Unless Democrats agree to hefty cuts to entitlement programs, a radical solution which is not on the table, conservatives like Representative Steve King, R-Iowa, one of the most prominent Tea Party members, would prefer the drastic sequester cuts to cutting a deal. "Sequestration is the only tool we have right now to reduce government spending," King said, adding he won't support a deal with new revenue to offset the automatic cuts.

So Republicans still need to do some soul searching to see how many will vote for a less-than-perfect deal. Lankford thinks his caucus can be more flexible than King and vote for a budget above $967 billion "as long as the deficit reduction is the same or greater." That's a vote that could put Republican members at odds with powerful, outside conservative groups and their Steve King-style colleagues.

At the center of it all is Ryan, who made a name for himself by creating entitlement-slashing budgets that were unacceptable to Democrats. The question now is, does he want to be a dealmaker, and even if he wants to, does he have enough sway to line up a majority of his caucus behind a deal?
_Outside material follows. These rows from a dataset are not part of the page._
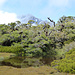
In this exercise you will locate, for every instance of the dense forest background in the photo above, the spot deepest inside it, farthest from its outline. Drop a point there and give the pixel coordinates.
(55, 42)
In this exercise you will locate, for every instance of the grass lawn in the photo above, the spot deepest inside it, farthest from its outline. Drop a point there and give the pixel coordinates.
(5, 55)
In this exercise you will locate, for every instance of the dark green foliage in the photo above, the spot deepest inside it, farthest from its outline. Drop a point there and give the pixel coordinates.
(66, 64)
(41, 41)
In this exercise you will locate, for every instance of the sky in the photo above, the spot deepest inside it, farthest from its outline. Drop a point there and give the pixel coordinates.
(11, 10)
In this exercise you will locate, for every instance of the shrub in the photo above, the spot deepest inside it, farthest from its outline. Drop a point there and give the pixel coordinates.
(66, 64)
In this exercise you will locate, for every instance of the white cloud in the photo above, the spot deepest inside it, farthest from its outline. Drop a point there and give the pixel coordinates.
(55, 8)
(6, 17)
(2, 2)
(59, 3)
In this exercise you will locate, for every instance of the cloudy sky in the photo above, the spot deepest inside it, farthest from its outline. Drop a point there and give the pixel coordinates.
(10, 10)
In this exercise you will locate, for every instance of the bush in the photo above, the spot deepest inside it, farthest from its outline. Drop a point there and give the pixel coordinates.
(66, 64)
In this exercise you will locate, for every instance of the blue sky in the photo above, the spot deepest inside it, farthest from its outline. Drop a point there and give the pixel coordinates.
(11, 9)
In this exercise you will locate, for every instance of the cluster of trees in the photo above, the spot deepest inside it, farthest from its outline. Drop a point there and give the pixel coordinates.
(40, 40)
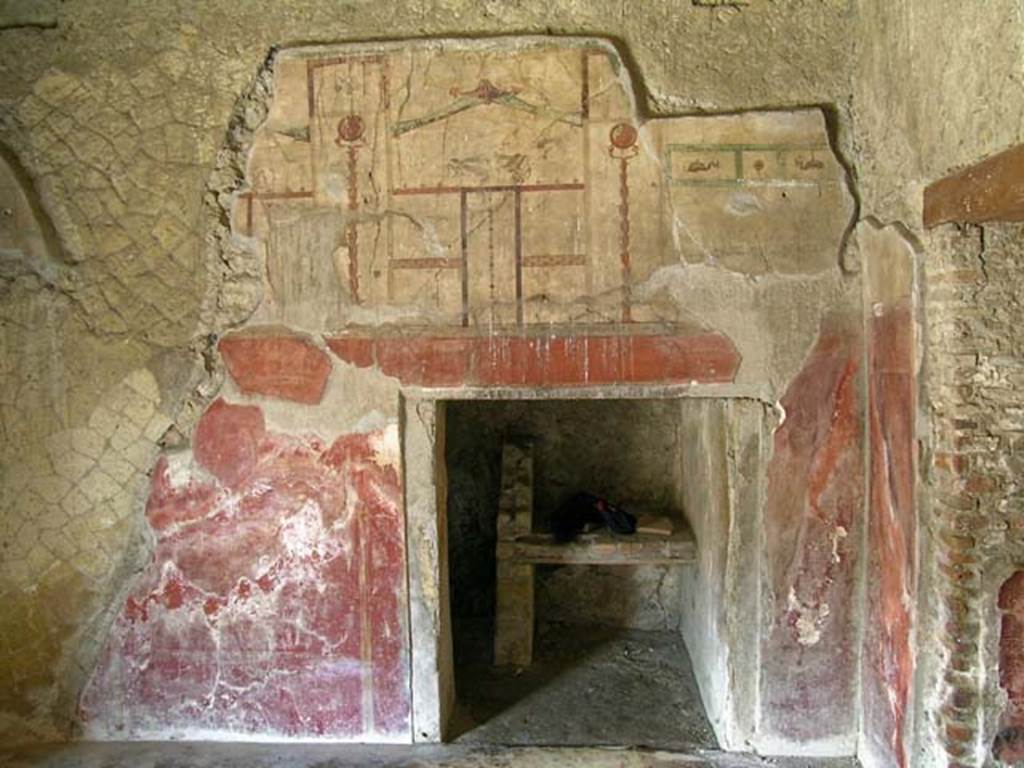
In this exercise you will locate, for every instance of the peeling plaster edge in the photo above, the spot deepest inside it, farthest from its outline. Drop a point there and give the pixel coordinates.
(216, 734)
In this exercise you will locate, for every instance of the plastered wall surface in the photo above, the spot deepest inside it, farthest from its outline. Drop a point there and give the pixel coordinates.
(937, 86)
(118, 122)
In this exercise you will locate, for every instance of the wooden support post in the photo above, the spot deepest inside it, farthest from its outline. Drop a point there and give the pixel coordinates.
(514, 598)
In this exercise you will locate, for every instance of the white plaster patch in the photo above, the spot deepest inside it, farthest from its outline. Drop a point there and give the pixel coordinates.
(809, 620)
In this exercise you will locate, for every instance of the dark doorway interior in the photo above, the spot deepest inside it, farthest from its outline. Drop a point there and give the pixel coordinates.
(609, 664)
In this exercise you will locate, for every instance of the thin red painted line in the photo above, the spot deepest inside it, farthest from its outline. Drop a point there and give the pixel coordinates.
(316, 64)
(353, 232)
(585, 84)
(464, 237)
(492, 188)
(276, 196)
(438, 263)
(310, 101)
(518, 257)
(624, 228)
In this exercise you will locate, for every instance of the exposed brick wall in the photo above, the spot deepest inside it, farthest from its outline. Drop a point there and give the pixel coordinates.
(975, 360)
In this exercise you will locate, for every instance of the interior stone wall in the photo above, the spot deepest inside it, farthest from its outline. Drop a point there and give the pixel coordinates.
(128, 121)
(626, 451)
(937, 86)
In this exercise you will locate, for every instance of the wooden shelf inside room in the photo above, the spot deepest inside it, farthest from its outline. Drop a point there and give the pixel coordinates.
(603, 548)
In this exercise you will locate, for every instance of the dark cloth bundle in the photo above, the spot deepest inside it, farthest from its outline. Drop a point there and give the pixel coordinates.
(586, 510)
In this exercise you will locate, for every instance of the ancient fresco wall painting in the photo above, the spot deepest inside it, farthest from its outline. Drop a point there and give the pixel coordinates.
(488, 214)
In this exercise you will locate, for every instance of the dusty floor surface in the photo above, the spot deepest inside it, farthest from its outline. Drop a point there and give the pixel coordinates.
(596, 686)
(588, 685)
(177, 755)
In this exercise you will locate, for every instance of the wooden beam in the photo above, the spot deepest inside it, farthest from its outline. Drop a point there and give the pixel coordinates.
(989, 190)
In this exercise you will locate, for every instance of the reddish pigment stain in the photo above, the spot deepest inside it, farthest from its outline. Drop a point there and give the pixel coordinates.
(275, 598)
(286, 367)
(812, 514)
(526, 361)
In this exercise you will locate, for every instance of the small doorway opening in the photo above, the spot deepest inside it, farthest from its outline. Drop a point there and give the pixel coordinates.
(574, 643)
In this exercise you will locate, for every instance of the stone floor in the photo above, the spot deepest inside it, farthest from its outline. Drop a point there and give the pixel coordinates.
(629, 695)
(594, 686)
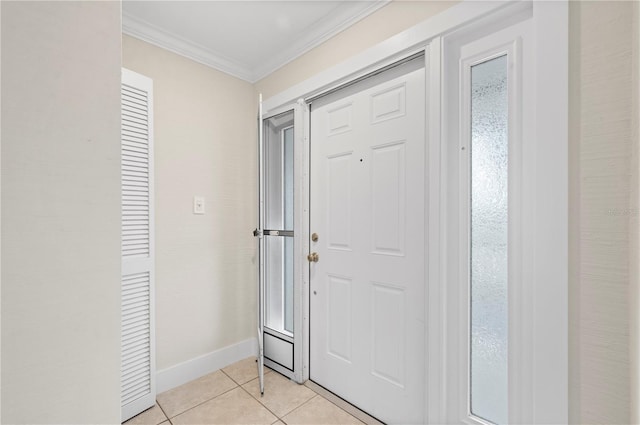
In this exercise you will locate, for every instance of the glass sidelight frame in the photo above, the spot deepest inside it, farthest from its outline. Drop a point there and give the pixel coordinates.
(281, 246)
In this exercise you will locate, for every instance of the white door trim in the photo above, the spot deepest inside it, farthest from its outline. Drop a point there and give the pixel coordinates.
(547, 401)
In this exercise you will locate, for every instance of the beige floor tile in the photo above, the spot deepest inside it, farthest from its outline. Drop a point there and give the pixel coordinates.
(152, 416)
(281, 395)
(189, 395)
(244, 370)
(319, 411)
(233, 407)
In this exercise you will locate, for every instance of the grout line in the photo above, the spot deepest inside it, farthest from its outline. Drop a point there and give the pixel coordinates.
(206, 401)
(166, 417)
(291, 411)
(261, 403)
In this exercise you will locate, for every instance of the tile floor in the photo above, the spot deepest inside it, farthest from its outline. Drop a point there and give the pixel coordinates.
(232, 396)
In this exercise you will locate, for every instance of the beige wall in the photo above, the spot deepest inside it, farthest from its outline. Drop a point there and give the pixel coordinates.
(601, 149)
(634, 305)
(204, 145)
(60, 212)
(601, 269)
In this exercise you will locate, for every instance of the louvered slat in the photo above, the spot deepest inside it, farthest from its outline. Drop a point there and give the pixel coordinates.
(137, 306)
(135, 336)
(135, 173)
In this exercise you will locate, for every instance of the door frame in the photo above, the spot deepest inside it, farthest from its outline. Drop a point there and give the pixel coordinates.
(546, 397)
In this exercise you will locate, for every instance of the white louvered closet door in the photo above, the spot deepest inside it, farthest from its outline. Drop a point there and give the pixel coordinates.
(138, 390)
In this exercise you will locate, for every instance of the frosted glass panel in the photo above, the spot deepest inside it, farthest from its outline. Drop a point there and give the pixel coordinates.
(489, 153)
(279, 214)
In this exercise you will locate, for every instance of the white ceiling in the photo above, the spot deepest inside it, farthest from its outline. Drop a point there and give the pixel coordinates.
(247, 39)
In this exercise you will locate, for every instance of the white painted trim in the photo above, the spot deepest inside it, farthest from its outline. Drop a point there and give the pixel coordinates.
(312, 38)
(550, 214)
(152, 34)
(310, 41)
(389, 50)
(545, 398)
(435, 379)
(195, 368)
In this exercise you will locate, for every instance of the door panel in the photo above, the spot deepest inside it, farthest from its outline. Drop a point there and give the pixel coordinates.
(367, 206)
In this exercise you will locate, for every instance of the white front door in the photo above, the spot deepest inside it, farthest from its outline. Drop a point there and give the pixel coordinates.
(367, 207)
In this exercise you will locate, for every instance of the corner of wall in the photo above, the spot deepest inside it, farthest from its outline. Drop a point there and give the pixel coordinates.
(634, 225)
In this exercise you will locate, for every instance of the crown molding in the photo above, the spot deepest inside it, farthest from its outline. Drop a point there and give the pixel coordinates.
(152, 34)
(316, 35)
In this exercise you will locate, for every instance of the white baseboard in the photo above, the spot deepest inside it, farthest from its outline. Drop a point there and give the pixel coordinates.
(184, 372)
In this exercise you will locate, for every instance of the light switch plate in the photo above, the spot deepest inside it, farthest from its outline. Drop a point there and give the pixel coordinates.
(198, 205)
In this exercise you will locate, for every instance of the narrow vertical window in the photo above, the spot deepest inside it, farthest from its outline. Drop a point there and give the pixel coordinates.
(488, 241)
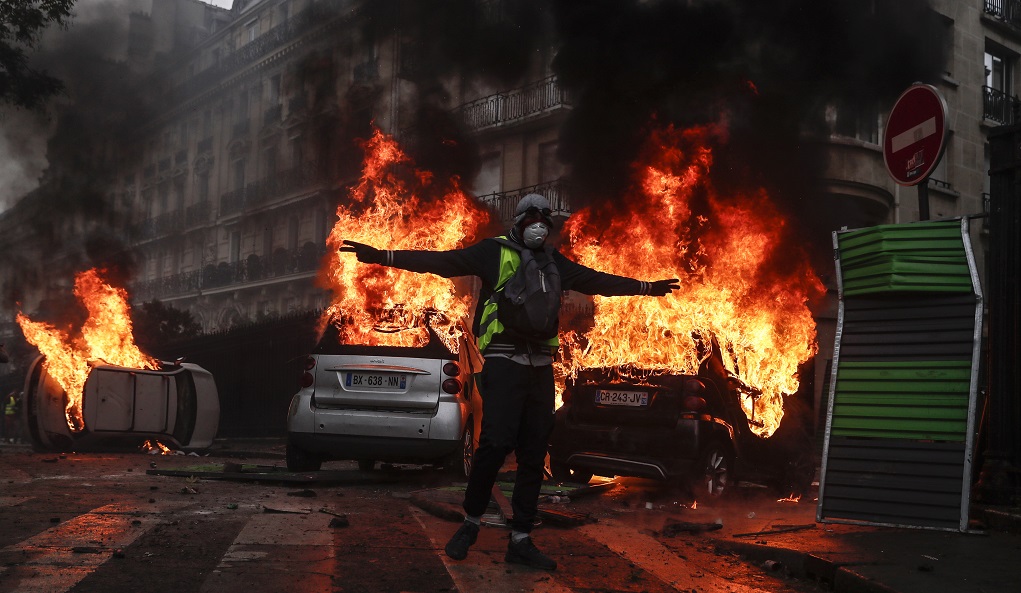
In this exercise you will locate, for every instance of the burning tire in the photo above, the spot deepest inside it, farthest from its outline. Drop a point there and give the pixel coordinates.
(714, 474)
(563, 473)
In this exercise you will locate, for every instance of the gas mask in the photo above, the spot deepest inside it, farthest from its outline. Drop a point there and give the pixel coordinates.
(535, 235)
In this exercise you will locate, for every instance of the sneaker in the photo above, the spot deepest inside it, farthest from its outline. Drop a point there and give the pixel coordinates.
(525, 552)
(456, 548)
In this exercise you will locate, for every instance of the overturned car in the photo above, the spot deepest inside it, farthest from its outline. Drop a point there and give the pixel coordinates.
(177, 404)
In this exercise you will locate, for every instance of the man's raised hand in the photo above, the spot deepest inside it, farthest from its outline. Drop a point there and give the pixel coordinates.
(365, 253)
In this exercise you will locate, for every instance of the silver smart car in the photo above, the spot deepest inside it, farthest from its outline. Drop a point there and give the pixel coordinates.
(385, 403)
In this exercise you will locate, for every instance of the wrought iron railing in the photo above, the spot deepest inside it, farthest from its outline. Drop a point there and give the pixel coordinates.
(273, 114)
(260, 191)
(314, 15)
(998, 105)
(1008, 11)
(367, 71)
(197, 213)
(282, 262)
(240, 128)
(534, 99)
(503, 203)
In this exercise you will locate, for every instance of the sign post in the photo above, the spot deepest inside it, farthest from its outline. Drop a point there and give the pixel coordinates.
(915, 139)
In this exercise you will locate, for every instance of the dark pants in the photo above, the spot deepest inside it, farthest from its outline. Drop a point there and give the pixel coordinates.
(518, 405)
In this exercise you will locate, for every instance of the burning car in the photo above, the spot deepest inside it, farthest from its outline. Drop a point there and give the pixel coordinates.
(687, 429)
(176, 404)
(410, 404)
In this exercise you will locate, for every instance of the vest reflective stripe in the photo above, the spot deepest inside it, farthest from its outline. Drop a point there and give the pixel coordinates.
(490, 326)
"Paul Ryan, I think, faces this sort of existential moment," said Representative Gerry Connolly, D-Virginia. "Do you want to evolve from an ideological panegyrist, an author of utterly impractical budgets that make conservative hearts nonetheless go pitty-pat and excite the base? Or do you actually want to be a legislator who actually gets something done?

"If he goes the latter route, I think he will make a mark in this place because it's so unusual on their side of the aisle - actually getting something done, actually authoring legislation that might pass. This is a moment of truth for him."

McDermott may have no idea what is happening or what will happen in the coming weeks. But in the long term, he says, he has faith that voters will demand that Congress stop fighting and fund the important things like education, infrastructure, and research.

"You can always trust the Americans to do the right thing," McDermott said, recalling the words of Winston Churchill. After a pause, he finished the famous line: "After they've tried everything else."